Still, in view of all of these clear risks, an outright ban on TikTok is premature. Millions of Canadians use, enjoy and derive great benefits from TikTok, especially for identity formation, community building and social interaction. In fact, an all-out ban of this popular platform could be seen as an undue limitation on free speech. While there are certainly harmful attributes of TikTok, actions to minimize these must be balanced against the tremendous amount of free expression that also occurs on the platform. A blanket ban is likely an overcorrection.

If democratic countries replicate China’s tendency to block access to foreign media platforms, this could further empower illiberal regimes to restrict citizens’ access to the open web, and contribute to a more fractured internet. What’s more, other social-media platforms, such as Facebook, Instagram, YouTube, Snapchat and Twitter, pose similar risks to Canadians, and we certainly can’t ban them all.
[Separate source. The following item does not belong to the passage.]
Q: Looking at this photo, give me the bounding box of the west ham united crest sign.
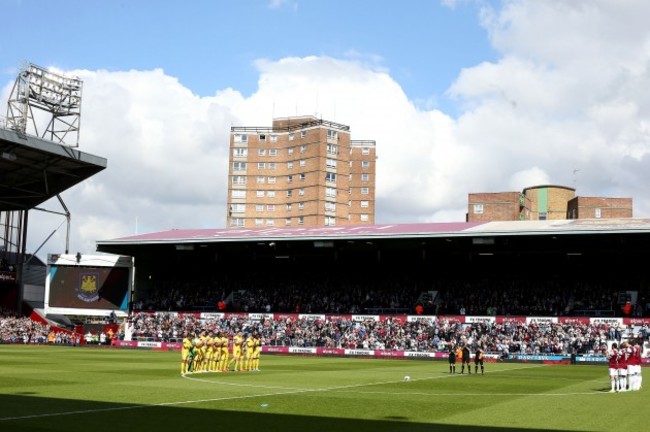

Instead of a ban, the question we should be asking is: Can we minimize the harms caused by social-media platforms, while also maximizing the rights of their users?

The answer is a clear yes. And better yet, it can be accomplished by simply passing the online safety and privacy legislation that the government has already committed to. The advantage of this approach is that the very things we can do to protect Canadians from the risks of TikTok and Chinese state influence will also protect them from similar harms from other platforms, such as Facebook, Instagram, Twitter and Youtube.

First, Ottawa can start with passing its long-overdue updates to the Consumer Privacy Protection Act, which form the front half of Bill C-27. These amendments would usher in more sophisticated data privacy for Canadians, including long-awaited protections for children and youth whose data would be importantly classified as “sensitive information,” and would also provide a framework for the right to deletion of data collected on minors. These provisions would certainly increase the protection of users’ data from undue collection by the CCP, while holding all social-media platforms accountable and transparent in their data-collection practices.

Second, the government needs to table the online safety legislation that it has been working on for months. Holding platforms to account for keeping Canadians safe while they use their products should involve requiring them to conduct product risk assessments, to implement best practices to mitigate identifiable risks, to provide extensive data about their systems to researchers, and to allow a regulator to audit their operations. Ultimately, these approaches would mandate that platforms no longer place profit before user safety. In TikTok’s case, these provisions would force the company to be more upfront about the way its system works, which would importantly include stipulating how Canadians’ data are stored and handled. Federal legislation could also follow a growing number of jurisdictions around the world taking “child-centred” approaches to online safety regulation. This could include requiring privacy-by-default for children’s accounts, putting additional limitations on children’s data collection, halting the algorithmic targeting of kids for advertising purposes, and mandating the takedown of child sexual abuse material.

Third, the government should actually engage with young Canadians about what kind of internet they want. Rather than leaving kids to the Wild West of an unregulated digital world, as we have done for too long, we should be working with them to design better solutions.

Regulating TikTok is a much more desirable way to bring about a safer online environment than an outright ban. Not only would it help protect Canadians from Chinese interference in our democracy and minimize the societal harms of TikTok, it would also address related concerns about other platforms as well. It would provide a more stable democratic operating environment for all online media platforms, regardless of their national origins. Canada has the tools; now, it just needs to act.